После этого Эгиль убил сына конунга Эйрика Рёгнвальда и многих его дружинников, а потом взял орешниковую жердь, взобрался с ней на скалистый мыс, обращенный к материку, насадил на нее лошадиный череп и произнес заклятье: Hér set upp níðstong og sný eg þessu níði á hond Eiríki konungi og Gunnhildi dróttningu <...> sný eg þessu níði á landvættir þær er land þetta byggja svó að allar fari þær villar vega engi hendi né hitti sitt inni fyrr en þær reka Eirík konung og Gunnhildi úr landi (10) – "'Я воздвигаю здесь эту нид-жердь (níðstong) и посылаю этот нид Эйрику конунгу и его жене Гуннхильд, – он повернул лошадиный череп к материку, – посылаю я этот нид духам-покровителям страны (landvæstir), которые населяют эту страну, чтобы они все блуждали без дороги и не нашли покоя, пока не изгонят конунга Эйрика и Гуннхильд из страны'. Затем он всадил жердь в расщелину скалы и оставил ее стоять; он повернул и лошадиный череп в сторону материка и вырезал рунами на жерди все заклятье, которое сказал". Вскоре после этого, как говорится в саге, Эйрик и Гуннхильд действительно были вынуждены бежать из Норвегии в Нортумбрию, а Норвегией стал править Хакон Добрый. Это случилось в 947 г.

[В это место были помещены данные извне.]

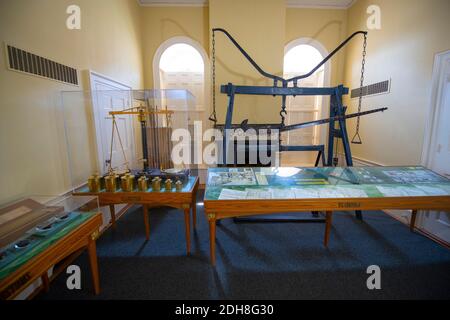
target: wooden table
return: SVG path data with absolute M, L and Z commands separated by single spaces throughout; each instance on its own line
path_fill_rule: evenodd
M 88 214 L 88 213 L 84 213 Z M 30 286 L 38 278 L 42 279 L 45 291 L 48 291 L 50 280 L 47 271 L 57 263 L 65 265 L 67 259 L 87 249 L 91 268 L 94 293 L 100 293 L 100 279 L 98 273 L 97 250 L 95 241 L 102 225 L 101 213 L 91 216 L 77 225 L 68 234 L 28 260 L 11 274 L 0 280 L 0 299 L 14 299 L 19 293 Z M 54 270 L 54 273 L 59 273 Z
M 204 206 L 215 265 L 217 220 L 324 211 L 328 246 L 333 211 L 410 209 L 413 231 L 418 210 L 450 211 L 450 180 L 422 167 L 213 168 Z
M 164 190 L 154 192 L 149 189 L 147 192 L 106 192 L 101 190 L 98 193 L 89 192 L 87 187 L 76 190 L 74 196 L 93 195 L 97 196 L 100 206 L 109 206 L 111 213 L 111 222 L 113 227 L 116 225 L 116 214 L 114 205 L 116 204 L 139 204 L 143 206 L 144 225 L 146 239 L 150 239 L 150 221 L 149 208 L 167 206 L 171 208 L 181 209 L 184 212 L 184 223 L 186 230 L 186 251 L 187 254 L 191 252 L 191 227 L 190 227 L 190 212 L 192 211 L 193 228 L 197 227 L 197 190 L 199 180 L 198 177 L 189 177 L 189 180 L 183 186 L 181 191 L 175 191 L 175 187 L 171 191 Z

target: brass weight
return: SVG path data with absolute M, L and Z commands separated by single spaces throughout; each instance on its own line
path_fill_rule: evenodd
M 141 192 L 146 192 L 148 189 L 148 179 L 145 176 L 142 176 L 138 179 L 138 189 Z
M 92 175 L 88 178 L 89 192 L 100 192 L 100 177 Z
M 120 178 L 120 185 L 123 192 L 132 192 L 135 188 L 134 176 L 127 173 Z

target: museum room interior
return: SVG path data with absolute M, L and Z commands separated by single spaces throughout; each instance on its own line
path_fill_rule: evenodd
M 449 0 L 1 0 L 0 300 L 450 298 L 449 32 Z

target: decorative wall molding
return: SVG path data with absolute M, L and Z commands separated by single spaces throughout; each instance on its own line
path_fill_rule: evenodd
M 339 9 L 350 8 L 357 0 L 286 0 L 287 8 Z M 143 7 L 207 7 L 208 0 L 137 0 Z
M 143 7 L 206 7 L 208 0 L 137 0 Z

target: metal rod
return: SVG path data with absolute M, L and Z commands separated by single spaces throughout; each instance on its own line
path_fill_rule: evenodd
M 356 118 L 356 117 L 359 117 L 359 116 L 365 116 L 365 115 L 376 113 L 376 112 L 383 112 L 383 111 L 385 111 L 387 109 L 388 108 L 379 108 L 379 109 L 373 109 L 373 110 L 364 111 L 364 112 L 352 113 L 352 114 L 349 114 L 349 115 L 346 115 L 346 116 L 342 116 L 342 115 L 339 116 L 338 115 L 338 116 L 327 118 L 327 119 L 320 119 L 320 120 L 314 120 L 314 121 L 309 121 L 309 122 L 293 124 L 293 125 L 290 125 L 290 126 L 285 126 L 285 127 L 280 128 L 280 132 L 292 131 L 292 130 L 307 128 L 307 127 L 318 126 L 318 125 L 330 123 L 330 122 L 333 122 L 333 121 L 339 121 L 339 120 L 344 120 L 344 119 Z
M 266 71 L 264 71 L 256 62 L 255 60 L 252 59 L 252 57 L 250 57 L 250 55 L 239 45 L 239 43 L 233 38 L 233 36 L 231 36 L 231 34 L 228 33 L 228 31 L 226 31 L 225 29 L 222 28 L 213 28 L 212 29 L 213 33 L 218 31 L 218 32 L 222 32 L 224 33 L 228 39 L 230 39 L 230 41 L 234 44 L 234 46 L 244 55 L 244 57 L 251 63 L 251 65 L 264 77 L 266 78 L 270 78 L 273 79 L 274 81 L 280 81 L 281 83 L 283 83 L 283 86 L 286 85 L 289 82 L 295 82 L 297 80 L 300 79 L 305 79 L 310 77 L 312 74 L 314 74 L 314 72 L 316 72 L 321 66 L 323 66 L 328 60 L 331 59 L 331 57 L 333 57 L 340 49 L 342 49 L 342 47 L 344 47 L 352 38 L 354 38 L 356 35 L 358 34 L 364 34 L 367 35 L 367 31 L 357 31 L 355 33 L 353 33 L 350 37 L 348 37 L 344 42 L 342 42 L 336 49 L 334 49 L 325 59 L 323 59 L 317 66 L 315 66 L 310 72 L 308 72 L 307 74 L 301 75 L 301 76 L 297 76 L 294 78 L 290 78 L 290 79 L 284 79 L 282 77 L 276 76 L 274 74 L 270 74 Z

Очевидно, что устанавливая нид-жердь, Эгиль преследовал ту же цель, что и сочиняя приведенные выше висы (не названные в саге "нидом", однако повлекшие объявление их автора вне закона – наказание, сопровождающее сочинение нида), – навлечь на конунга и его жену гнев высших сил: богов и духов-покровителей страны и добиться таким образом изгнания Эйрика и Гуннхильд из Норвегии. Связь инвокаций с богоявлением известна: называя богов и духов, Эгиль вызывает их. В первой висе он обращается к коллективным силам bond, goð и rogn, богам Одину, Фрейру и Ньёрду, а также к существу, обозначаемому словом landoss (буквально "ас страны"). Он просит их обратить на Эйрика свой гнев и изгнать его из своих владений. Сам конунг именуется притеснителем народа и врагом своих подданных, о нем говорится также, что он осквернил капище. Вторая строфа содержит призыв к существу, называемому landalfr (буквально "эльф страны"). Об Эйрике же говорится как о нарушителе закона и братоубийце, подстрекаемом жестокой женой.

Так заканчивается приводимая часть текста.